In Hennessy’s study, the memory and reward areas of the brain only activated when someone was listening to their preferred nostalgic song. If a similar-sounding song came on, their brain didn’t light up the same way, she said.
“When we look at the brain areas, we know that the effect that we’re seeing isn’t because of the music features. It has nothing to do with how the music was written, or the lyrics, or the instruments, or anything. It’s really due to the feeling that it gives you, which is important, because everyone’s nostalgic songs were so different,” Hennessy said.
Listening to your favorite songs from your teenage years can be a good motivator and mood-booster, but can bring on sad feelings, too.
If you are someone who commonly turns to your favorite songs from high school or the music you listened to at college parties, there’s no need to stop. It can be a motivator to help you get things done around the house or head outside for your evening walk, or it can be a way to feel a little lighter and less stressed during a period of burnout or heaviness, according to Shinn.
“Being able to find those moments of peace, levity, lightness, however and wherever we can, is so important, and that might be as easy as popping something on in the car during the commute,” Shinn said.
Music is also pretty accessible, which makes it a great mental health tool, Shinn added. “For the most part, people can find what they need through music, and it’s quick — two to three minutes — for a really nice reset as well.”
The only potential pitfall is if the nostalgia goes too far and you end up listening to songs that reinforce sadness, Shinn said.
While it’s true that music can bring up happy memories of teenage days, it can also bring up negative emotions, Elverd said, “like if you associate a song with the death of a grandparent or a family member.”

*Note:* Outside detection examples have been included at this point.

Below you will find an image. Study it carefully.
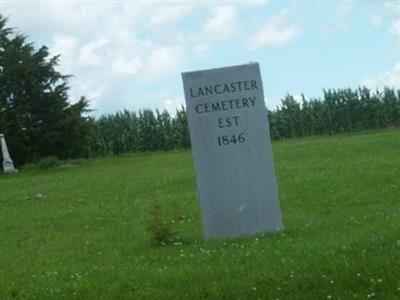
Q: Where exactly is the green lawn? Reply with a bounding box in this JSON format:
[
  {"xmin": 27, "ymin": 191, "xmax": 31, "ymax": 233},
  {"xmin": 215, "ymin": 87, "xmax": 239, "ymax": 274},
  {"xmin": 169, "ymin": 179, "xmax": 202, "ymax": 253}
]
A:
[{"xmin": 0, "ymin": 130, "xmax": 400, "ymax": 300}]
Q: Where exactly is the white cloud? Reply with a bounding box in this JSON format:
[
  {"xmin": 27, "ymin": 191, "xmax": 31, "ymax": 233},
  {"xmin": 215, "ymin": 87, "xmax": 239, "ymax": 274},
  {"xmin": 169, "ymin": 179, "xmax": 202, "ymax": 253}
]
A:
[
  {"xmin": 0, "ymin": 0, "xmax": 272, "ymax": 113},
  {"xmin": 111, "ymin": 57, "xmax": 142, "ymax": 75},
  {"xmin": 383, "ymin": 1, "xmax": 400, "ymax": 14},
  {"xmin": 203, "ymin": 6, "xmax": 237, "ymax": 40},
  {"xmin": 78, "ymin": 38, "xmax": 110, "ymax": 67},
  {"xmin": 362, "ymin": 62, "xmax": 400, "ymax": 88},
  {"xmin": 248, "ymin": 12, "xmax": 299, "ymax": 49},
  {"xmin": 370, "ymin": 15, "xmax": 383, "ymax": 27},
  {"xmin": 147, "ymin": 46, "xmax": 186, "ymax": 77},
  {"xmin": 150, "ymin": 4, "xmax": 195, "ymax": 25},
  {"xmin": 391, "ymin": 19, "xmax": 400, "ymax": 36}
]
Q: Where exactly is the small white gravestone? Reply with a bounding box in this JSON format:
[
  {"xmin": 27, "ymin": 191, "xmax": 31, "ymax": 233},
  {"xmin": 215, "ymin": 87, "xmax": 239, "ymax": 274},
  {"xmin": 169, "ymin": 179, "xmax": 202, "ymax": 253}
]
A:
[
  {"xmin": 0, "ymin": 133, "xmax": 18, "ymax": 173},
  {"xmin": 182, "ymin": 63, "xmax": 282, "ymax": 239}
]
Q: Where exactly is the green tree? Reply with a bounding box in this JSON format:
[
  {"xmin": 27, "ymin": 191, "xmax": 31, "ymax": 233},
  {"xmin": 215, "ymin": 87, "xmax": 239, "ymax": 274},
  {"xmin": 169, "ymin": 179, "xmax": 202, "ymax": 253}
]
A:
[{"xmin": 0, "ymin": 15, "xmax": 89, "ymax": 164}]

“There’s very much a physiological effect that music has on the brain,” said Elverd.
Research shows that when folks listen to nostalgic music, the emotional response isn’t all good.
“People, when they’re listening to nostalgic music, feel positive with like a little bit of negativity. So it’s a slightly mixed feeling,” said Hennessy, before adding that this may be because a certain song brings you back to happier times that don’t exist now or memories with a friend who you lost touch with.
If you notice that you’re feeling more down than up when listening to nostalgic music, it could be worth talking to a professional such as a board-certified music therapist, according to Elverd. They can help you determine why you’re looking to experience neural nostalgia and make sure you’re doing it healthily.
“Especially if there’s someone that’s living with past trauma in their life or current trauma, and looking for this concept to help them cope through what they’re experiencing,” Elverd said.